Le patologie denunciate tornano quindi ad aumentare, dopo un 2020 condizionato fortemente dalla pandemia con denunce in costante decremento nel confronto con gli anni precedenti. Lo scorso anno, infatti, stop e ripartenze delle attività produttive hanno ridotto l`esposizione al rischio di contrarre malattie professionali. Allo stesso tempo, lo stato di emergenza, le limitazioni alla circolazione stradale e gli accessi controllati a strutture sanitarie di vario genere hanno disincentivato e reso più difficoltoso al lavoratore la presentazione di eventuali denunce di malattia, rimandandola al 2021.

L’incremento registrato tra gennaio e novembre di quest`anno ha interessato sia la gestione assicurativa dell`Industria e servizi (+24,8%, da 33.564 a 41.894 casi), sia quelle dell`Agricoltura (+21,7%, da 6.945 a 8.455) e del Conto Stato (+9,1%, da 417 a 455), e tutte le aree territoriali del Paese: Nord-Ovest (+22,9%), Nord-Est (+31,2%), Centro (+25,7%), Sud (+25,5%) e Isole (+5,2%).
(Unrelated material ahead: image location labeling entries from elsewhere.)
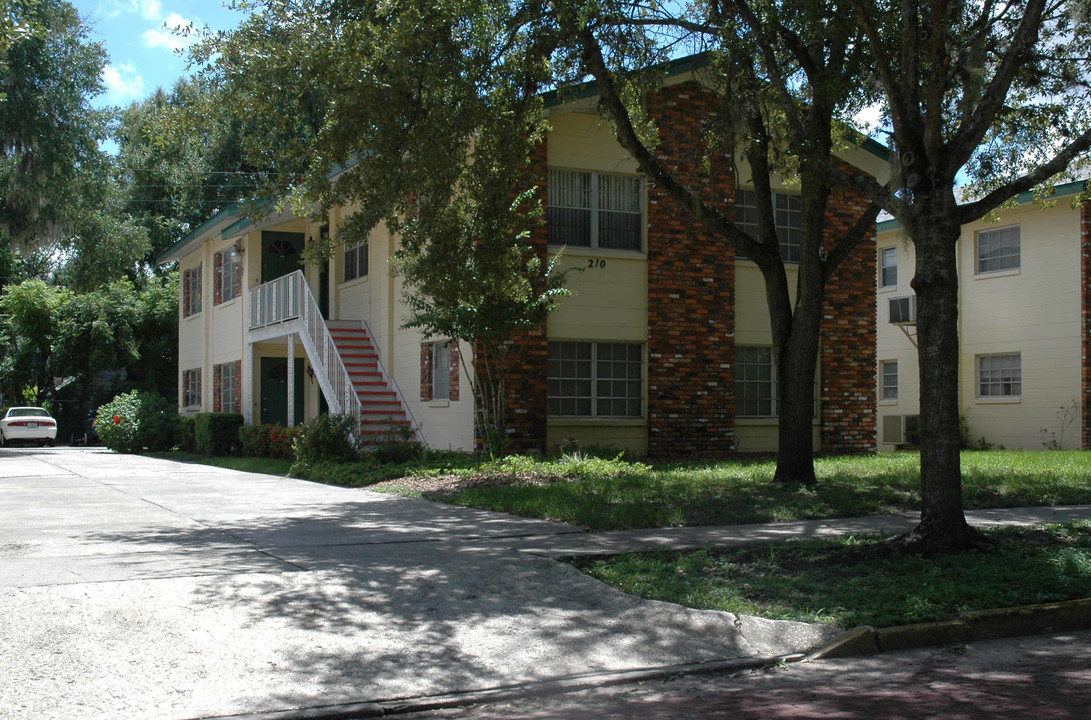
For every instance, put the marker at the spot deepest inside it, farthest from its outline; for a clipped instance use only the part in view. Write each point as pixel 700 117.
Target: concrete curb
pixel 970 626
pixel 542 688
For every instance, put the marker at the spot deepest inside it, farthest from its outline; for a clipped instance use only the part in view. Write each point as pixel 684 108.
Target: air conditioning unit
pixel 901 430
pixel 903 310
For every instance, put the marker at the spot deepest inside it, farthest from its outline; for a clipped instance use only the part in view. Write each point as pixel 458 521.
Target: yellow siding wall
pixel 1033 311
pixel 609 299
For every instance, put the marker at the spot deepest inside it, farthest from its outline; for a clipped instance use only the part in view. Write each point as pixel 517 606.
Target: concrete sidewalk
pixel 132 587
pixel 139 587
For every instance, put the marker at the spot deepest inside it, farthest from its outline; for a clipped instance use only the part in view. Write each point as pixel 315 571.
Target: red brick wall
pixel 1086 340
pixel 847 354
pixel 691 292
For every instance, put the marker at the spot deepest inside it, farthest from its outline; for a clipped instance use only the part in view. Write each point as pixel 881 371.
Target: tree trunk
pixel 943 526
pixel 795 375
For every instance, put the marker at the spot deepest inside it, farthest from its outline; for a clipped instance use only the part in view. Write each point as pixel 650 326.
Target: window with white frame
pixel 889 374
pixel 227 389
pixel 595 380
pixel 787 215
pixel 441 371
pixel 757 388
pixel 998 250
pixel 191 291
pixel 888 267
pixel 755 382
pixel 228 277
pixel 596 209
pixel 999 375
pixel 356 261
pixel 191 388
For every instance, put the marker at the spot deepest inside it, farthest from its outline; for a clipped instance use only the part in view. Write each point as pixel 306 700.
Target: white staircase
pixel 382 413
pixel 344 356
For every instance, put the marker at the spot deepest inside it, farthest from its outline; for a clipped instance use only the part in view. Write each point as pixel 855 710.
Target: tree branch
pixel 975 209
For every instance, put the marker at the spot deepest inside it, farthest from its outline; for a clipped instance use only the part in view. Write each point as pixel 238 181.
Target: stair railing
pixel 289 298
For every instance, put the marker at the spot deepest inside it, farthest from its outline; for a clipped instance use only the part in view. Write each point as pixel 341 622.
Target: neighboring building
pixel 663 349
pixel 1024 315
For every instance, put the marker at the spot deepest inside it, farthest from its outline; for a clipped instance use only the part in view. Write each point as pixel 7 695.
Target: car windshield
pixel 27 412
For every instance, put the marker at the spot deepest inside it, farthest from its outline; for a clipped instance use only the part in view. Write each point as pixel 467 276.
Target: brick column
pixel 526 384
pixel 691 290
pixel 847 354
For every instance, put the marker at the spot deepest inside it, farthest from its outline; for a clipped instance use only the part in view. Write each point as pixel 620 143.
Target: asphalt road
pixel 133 587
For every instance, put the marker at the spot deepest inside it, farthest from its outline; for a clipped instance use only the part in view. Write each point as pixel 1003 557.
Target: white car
pixel 30 424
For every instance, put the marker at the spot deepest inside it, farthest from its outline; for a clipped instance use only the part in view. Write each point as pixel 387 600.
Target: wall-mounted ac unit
pixel 903 310
pixel 901 430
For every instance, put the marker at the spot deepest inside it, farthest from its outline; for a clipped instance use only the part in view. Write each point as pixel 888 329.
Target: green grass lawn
pixel 613 494
pixel 862 580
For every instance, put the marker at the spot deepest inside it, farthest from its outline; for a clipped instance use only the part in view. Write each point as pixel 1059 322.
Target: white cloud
pixel 151 9
pixel 147 9
pixel 122 82
pixel 167 37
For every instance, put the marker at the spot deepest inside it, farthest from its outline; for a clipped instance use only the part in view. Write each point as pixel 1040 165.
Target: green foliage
pixel 136 421
pixel 47 332
pixel 273 442
pixel 216 433
pixel 863 580
pixel 606 494
pixel 326 439
pixel 181 153
pixel 187 434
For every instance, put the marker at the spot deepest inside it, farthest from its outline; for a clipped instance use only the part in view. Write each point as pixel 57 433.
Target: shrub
pixel 326 439
pixel 396 446
pixel 266 441
pixel 216 433
pixel 135 421
pixel 186 439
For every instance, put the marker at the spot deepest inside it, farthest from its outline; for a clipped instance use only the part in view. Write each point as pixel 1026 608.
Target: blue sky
pixel 144 52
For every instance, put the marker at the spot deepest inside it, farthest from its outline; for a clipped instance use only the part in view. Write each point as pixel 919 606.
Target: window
pixel 356 261
pixel 595 380
pixel 889 372
pixel 191 388
pixel 226 386
pixel 191 291
pixel 596 209
pixel 788 220
pixel 755 382
pixel 439 371
pixel 888 267
pixel 999 375
pixel 228 272
pixel 998 250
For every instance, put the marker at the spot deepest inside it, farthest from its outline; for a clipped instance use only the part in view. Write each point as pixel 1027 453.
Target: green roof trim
pixel 590 88
pixel 175 251
pixel 1023 199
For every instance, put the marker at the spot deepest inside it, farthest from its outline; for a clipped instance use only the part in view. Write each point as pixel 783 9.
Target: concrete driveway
pixel 133 587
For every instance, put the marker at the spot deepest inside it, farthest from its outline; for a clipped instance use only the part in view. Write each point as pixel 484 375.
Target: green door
pixel 282 253
pixel 275 391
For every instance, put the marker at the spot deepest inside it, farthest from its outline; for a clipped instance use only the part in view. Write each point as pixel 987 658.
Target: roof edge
pixel 1065 190
pixel 179 250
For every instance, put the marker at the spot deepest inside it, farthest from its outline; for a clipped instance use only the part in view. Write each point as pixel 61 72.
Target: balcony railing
pixel 289 298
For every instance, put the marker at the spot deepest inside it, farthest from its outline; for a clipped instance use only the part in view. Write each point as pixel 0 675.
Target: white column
pixel 291 380
pixel 250 383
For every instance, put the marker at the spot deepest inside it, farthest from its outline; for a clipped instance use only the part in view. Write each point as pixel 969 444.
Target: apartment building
pixel 663 349
pixel 1024 314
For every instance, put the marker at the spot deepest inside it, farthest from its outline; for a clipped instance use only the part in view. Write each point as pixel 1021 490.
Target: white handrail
pixel 287 298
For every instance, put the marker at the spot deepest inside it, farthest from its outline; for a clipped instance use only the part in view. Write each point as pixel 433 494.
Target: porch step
pixel 382 415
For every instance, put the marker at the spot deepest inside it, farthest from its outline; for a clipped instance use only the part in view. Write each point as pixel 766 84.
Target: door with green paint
pixel 275 391
pixel 282 253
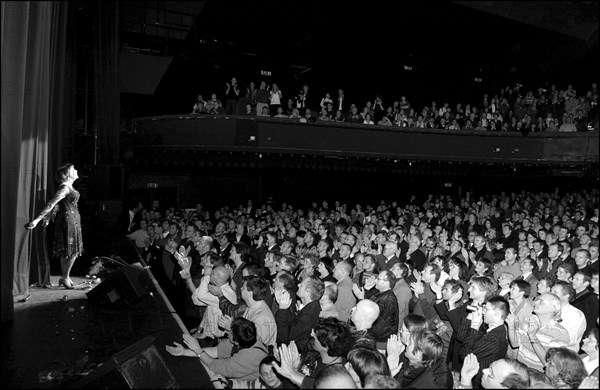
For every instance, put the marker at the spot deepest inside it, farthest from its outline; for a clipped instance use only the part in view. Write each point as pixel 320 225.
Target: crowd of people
pixel 494 291
pixel 512 109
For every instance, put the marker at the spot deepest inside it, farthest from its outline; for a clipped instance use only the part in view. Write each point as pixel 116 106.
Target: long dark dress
pixel 68 240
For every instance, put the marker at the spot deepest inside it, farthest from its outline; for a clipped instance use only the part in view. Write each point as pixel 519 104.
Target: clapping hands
pixel 394 349
pixel 284 300
pixel 290 360
pixel 359 292
pixel 469 369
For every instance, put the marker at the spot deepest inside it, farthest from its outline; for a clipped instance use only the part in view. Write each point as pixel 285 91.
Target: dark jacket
pixel 487 346
pixel 297 327
pixel 387 322
pixel 588 304
pixel 435 377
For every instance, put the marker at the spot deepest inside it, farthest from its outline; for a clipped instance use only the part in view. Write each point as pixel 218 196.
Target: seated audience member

In ottica di genere si rilevano 7.083 denunce di malattia professionale in più per i lavoratori, da 30.049 a 37.132 (+23,6%), e 2.795 in più per le lavoratrici, da 10.877 a 13.672 (+25,7%). Aumentano sia le denunce dei lavoratori italiani, che sono passate da 38.100 a 47.032 (+23,4%), sia quelle dei comunitari, da 966 a 1.203 (+24,5%), e degli extracomunitari, da 1.860 a 2.569 (+38,1%).

Le patologie del sistema osteo-muscolare e del tessuto connettivo, del sistema nervoso e dell’orecchio continuano a rappresentare, anche nei primi 11 mesi del 2021, le prime tre malattie professionali denunciate, seguite dai tumori che superano anche a novembre le patologie del sistema respiratorio.